En Résumé : J’ai passé un très bon moment de lecture avec ce roman de fantômes dans la ville de Londres du 19ème siècle. J’ai été rapidement captivé par la construction de l’Univers et principalement de cette ambiance angoissante, oppressante qui se construit au fil des pages. On est clairement dans le récit fantastique qui joue principalement sur l’atmosphère plutôt que sur l’accumulation de scènes chocs pour captiver son lecteur, et cela fonctionne parfaitement. La toile de fond avec ce Londres, étouffant, pollués, sombre, crasseux ajoute aussi un vrai plus à cette ambiance, bien porté par un travail descriptif soigné, envoûtant et efficace. Les personnages, aussi bien principaux que secondaires, s’avèrent solides et intéressants. Samuel, dans son évolution, sa vision et la façon dont il va devoir changer ne manque pas de captiver, tandis que Jeffrey lui se dégage devant les mystères et les secrets qui l’entourent, mais aussi à travers sa personnalité ambigüe. Je regretterai peut-être un côté un peu linéaire au récit et certains éléments facilement devinables, mais je chipote tant je me suis retrouvé emporté. La plume de l’auteur est ciselée, poétique et entraînante, mais si les récits d’ambiance fantastique ne vous touche pas, alors il vaut mieux passer votre chemin. Pour ma part il faut vraiment que je sorte les autres écrits de l’auteur qui traînent dans ma PAL.
Ma Note : 8/10
Autres avis : Just A Word, Lutin82, Aelinel, L’Epaule d’Orion, Acaniel, Dionysos, …
Babitty
Ta chronique me donne vraiment envie de découvrir ce livre 😮 Merci pour la jolie découverte !
BlackWolf
De rien, j’espère qu’il te plaira autant qu’à moi en tout cas. Bonne lecture.
lutin82
J’avais aussi adoré Griaule.
Tu fais une très belle critique de ces attracteurs, et j’ai trouvé effectivement certains éléments prévisibles. Belle ambiance toutefois.
BlackWolf
Ah Griaule, limite j’ai envie de les relire maintenant.

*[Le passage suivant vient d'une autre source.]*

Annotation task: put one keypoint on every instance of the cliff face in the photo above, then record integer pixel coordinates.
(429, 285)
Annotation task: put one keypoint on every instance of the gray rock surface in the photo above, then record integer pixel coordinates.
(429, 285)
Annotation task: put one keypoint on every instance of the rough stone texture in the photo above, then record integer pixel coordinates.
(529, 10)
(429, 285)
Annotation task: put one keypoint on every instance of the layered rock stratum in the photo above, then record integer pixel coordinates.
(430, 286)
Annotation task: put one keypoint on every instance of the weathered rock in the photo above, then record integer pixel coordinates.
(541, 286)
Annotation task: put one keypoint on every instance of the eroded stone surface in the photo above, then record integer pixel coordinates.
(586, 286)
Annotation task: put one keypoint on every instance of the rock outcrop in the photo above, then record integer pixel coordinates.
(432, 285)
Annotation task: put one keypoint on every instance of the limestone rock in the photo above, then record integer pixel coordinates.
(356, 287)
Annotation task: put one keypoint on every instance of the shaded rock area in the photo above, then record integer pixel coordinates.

L’ambiance est, je trouve, le moteur de ce roman, sin on n’est pas fan des romans de ce genre oui il vaut mieux alors, je trouve, éviter de se lancer.
Aelinel Ymladris
Merci pour le lien.
BlackWolf
De rien, j’essaie de le faire quand j’y pense.
Dionysos
Du coup, l’aspect prévisible est ce qui persiste le plus dans mon esprit. :/
BlackWolf
Je peux le comprendre, ça m’arrive aussi avec certains textes. Tout dépend de mon immersion dans le récit, et là de ce point de vue là ça dépend de chacun.